The pilot for the series was an unqualified successes. Heston later told me that he was quite pleased with the way he conducted the interview although, he refused to be the regular host/moderator. A second pilot was taped six months later with Eddie Albert being interviewed
by Fernando Lamas. The Screen Actors Guild Strike of 1980 interrupted the series, and it wasn’t resumed until 1988.

­
The pilot with Henry Fonda was sent to the Library of Congress at the Kennedy Center in 1981 and their response to the interview was as follows:


Dear Mr. Ashley:


I wanted to write and tell you how good and useful the Charlton Heston interview of Henry Fonda has been to us….


This is an excellent example of oral history because it contains so much
information, some of it not available from other sources…


This interview is remarkable in another regard: both Mr. Fonda and Mr. Heston are relaxed and informative; the former expansive without being wordy, the latter knowledgeable and yet respectful without being fawning….


Sincerely yours,


Peter J. Fay



Head Librarian




The next time I saw Heston was at the Golden Boots Awards in Century City in 1997. Heston was receiving the award for his work in several Westerns, most notably the classic “Will Penny” in which he played an aging cowboy who gives shelter to a young woman and her son while
wintering at a line shack on a large ranch in the 1890s.

Heston told me that he was proud that he had gotten to work with several of the film legends that he had idolized while growing up…

“Orson Welles, Jimmy Stewart, Gary Cooper, Gregory
Peck, William Wyler, Cecil B. DeMille….” he reminisced.

In 2002, I came up with the idea of having Heston do an interview at the site of the chariot race in the 1925 version of Ben Hur on La Cienega and Washington boulevards, bordering Culver City.

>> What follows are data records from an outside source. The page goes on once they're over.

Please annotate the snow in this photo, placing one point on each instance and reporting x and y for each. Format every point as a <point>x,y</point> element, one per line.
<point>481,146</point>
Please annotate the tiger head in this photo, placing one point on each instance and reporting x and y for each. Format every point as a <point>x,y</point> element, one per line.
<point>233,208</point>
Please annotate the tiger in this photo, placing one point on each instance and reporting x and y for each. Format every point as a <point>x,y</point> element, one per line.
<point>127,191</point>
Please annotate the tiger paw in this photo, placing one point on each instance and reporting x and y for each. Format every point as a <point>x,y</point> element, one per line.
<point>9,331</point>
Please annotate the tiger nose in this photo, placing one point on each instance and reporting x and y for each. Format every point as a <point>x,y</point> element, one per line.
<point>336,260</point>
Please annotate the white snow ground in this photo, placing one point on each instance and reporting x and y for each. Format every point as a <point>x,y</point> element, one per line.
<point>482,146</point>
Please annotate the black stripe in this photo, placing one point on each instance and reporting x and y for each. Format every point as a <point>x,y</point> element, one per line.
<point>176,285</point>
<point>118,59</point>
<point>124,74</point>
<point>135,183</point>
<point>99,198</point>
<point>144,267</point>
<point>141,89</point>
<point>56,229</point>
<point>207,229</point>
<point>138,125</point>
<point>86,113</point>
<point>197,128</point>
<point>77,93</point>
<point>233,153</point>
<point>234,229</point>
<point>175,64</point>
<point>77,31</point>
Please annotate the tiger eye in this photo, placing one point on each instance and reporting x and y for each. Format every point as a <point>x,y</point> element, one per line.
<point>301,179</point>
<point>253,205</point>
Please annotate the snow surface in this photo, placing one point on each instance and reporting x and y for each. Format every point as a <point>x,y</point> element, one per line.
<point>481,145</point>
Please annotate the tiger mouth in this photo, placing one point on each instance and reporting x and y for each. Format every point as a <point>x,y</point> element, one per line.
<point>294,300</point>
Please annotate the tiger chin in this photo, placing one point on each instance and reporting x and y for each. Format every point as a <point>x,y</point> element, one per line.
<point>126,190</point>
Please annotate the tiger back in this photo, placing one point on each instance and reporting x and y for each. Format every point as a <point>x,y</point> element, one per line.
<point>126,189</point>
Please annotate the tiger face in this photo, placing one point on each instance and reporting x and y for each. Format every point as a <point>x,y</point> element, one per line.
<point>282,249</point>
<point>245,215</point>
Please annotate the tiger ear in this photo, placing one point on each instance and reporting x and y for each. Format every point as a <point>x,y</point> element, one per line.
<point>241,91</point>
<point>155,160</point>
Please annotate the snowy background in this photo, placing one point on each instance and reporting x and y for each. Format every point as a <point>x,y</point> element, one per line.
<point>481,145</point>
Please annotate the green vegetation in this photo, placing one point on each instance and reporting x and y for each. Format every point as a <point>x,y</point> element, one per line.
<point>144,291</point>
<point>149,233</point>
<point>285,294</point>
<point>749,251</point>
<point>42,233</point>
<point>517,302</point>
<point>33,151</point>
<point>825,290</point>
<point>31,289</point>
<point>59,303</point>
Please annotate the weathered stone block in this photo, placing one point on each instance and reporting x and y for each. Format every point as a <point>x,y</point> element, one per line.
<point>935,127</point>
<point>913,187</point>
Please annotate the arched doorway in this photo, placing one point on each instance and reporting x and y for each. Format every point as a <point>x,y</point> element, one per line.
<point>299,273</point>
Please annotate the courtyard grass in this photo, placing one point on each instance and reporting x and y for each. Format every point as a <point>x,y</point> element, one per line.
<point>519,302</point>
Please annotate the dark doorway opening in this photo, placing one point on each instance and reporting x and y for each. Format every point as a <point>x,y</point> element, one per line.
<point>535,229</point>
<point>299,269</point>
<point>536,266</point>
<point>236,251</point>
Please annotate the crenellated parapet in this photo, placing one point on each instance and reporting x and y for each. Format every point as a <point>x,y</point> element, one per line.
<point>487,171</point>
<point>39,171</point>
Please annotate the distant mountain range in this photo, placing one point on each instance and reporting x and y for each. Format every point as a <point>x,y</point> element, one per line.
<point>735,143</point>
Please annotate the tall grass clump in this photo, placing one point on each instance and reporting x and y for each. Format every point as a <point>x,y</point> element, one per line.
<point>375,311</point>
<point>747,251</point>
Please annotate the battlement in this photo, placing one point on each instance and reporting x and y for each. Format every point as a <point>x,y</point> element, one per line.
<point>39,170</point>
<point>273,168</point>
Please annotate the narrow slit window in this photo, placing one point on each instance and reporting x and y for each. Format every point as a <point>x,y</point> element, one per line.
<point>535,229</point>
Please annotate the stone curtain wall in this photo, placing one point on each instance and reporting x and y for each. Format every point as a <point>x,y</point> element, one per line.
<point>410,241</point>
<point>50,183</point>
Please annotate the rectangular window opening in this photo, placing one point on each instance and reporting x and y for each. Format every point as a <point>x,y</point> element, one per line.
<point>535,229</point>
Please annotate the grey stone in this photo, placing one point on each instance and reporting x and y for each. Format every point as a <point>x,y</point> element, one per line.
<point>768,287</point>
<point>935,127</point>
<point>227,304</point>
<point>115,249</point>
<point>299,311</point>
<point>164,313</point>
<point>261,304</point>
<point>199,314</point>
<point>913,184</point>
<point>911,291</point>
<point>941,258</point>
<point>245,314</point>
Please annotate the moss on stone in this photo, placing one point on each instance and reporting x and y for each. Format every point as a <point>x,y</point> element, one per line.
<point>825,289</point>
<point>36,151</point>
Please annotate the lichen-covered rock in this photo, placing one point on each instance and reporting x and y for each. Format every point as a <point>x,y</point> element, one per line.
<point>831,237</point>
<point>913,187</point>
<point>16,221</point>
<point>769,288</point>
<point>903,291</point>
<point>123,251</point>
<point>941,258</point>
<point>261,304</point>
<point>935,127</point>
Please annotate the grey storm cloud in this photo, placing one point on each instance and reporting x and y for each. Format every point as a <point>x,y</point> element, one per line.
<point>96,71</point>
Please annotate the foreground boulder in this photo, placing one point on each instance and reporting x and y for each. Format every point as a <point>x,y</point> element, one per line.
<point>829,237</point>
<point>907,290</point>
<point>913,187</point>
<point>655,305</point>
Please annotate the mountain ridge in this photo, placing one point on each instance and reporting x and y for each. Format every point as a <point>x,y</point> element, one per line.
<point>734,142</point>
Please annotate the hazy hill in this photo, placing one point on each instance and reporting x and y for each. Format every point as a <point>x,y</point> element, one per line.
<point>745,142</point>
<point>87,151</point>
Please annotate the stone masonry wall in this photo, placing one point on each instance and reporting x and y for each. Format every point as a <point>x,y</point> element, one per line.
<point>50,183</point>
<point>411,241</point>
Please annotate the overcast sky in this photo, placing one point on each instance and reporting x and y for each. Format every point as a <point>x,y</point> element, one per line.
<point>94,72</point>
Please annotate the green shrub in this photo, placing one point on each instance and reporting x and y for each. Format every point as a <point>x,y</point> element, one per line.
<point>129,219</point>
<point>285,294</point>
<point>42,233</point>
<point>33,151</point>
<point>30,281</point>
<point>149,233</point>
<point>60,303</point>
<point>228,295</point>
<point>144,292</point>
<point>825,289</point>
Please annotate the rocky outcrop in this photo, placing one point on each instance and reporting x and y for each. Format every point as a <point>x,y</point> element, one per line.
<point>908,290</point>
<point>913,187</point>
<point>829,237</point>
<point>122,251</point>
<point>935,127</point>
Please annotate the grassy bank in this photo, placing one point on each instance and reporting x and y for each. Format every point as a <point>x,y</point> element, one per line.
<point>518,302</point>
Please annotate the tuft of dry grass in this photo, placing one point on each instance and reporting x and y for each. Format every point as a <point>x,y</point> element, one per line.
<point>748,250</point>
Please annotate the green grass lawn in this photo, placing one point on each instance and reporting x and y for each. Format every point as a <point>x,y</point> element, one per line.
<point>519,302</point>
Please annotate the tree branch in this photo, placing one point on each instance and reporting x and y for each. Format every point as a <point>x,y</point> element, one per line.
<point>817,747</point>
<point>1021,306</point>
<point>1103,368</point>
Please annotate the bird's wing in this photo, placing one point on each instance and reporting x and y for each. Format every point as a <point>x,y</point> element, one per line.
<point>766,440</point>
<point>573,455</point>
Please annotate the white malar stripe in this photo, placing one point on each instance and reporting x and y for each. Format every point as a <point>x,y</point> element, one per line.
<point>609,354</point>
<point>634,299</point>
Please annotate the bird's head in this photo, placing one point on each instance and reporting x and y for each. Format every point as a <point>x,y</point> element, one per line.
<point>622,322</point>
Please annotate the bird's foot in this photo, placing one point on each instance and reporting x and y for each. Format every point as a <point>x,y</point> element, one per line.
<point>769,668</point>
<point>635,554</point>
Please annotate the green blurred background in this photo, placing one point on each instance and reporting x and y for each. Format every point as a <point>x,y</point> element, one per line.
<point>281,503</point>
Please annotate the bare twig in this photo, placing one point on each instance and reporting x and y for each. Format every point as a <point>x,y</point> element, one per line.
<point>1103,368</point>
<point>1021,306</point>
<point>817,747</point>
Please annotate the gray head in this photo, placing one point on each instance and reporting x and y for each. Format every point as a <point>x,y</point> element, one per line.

Of interest to me at the time was the fact that not all of the 1959 version was shot in Rome.

Several scenes were filmed on soundstages in Culver City, and the pirate attack on the galley ship that Ben Hur is imprisoned on was filmed in the giant tank on Lot 3 on Jefferson Boulevard.


No Interview

The pirate ships and galley were electronically controlled miniatures.

The interview never materialized as Heston was diagnosed with Alzheimer’s disease in August,2002.

When Heston's obituary appeared in the newspapers and on television, most of the coverage was about his role as President of the NRA and his opposition to gun control.

Forgotten was his long running presidency of the Screen Actors Guild and his role in the formation of the American Film Institute. Heston was for most of his career a Democrat. He supported Adlai Stevenson for President in 1956 and John F. Kennedy in 1960. While Heston is remembered for his larger than life portrayals of Moses in “The Ten Commandments” and Ben Hur, he also appeared notably in Orson Welles’ classic “Touch of Evil” Tom Gries’ classic Western “Will Penny”
and Rod Sterling’s “Planet of The Apes.”

Late in his life, Gregory Peck recalled that although he and Heston disagreed politically, they remained friends. Peck said that he admired Heston’s ability to play larger than life characters like Moses, Andrew Jackson and Ben Hur. Recalling his portrayal as Ahab in John Huston's
“Moby Dick,” which Peck regarded as a failure, he said that he could never have played those characters as well as Heston.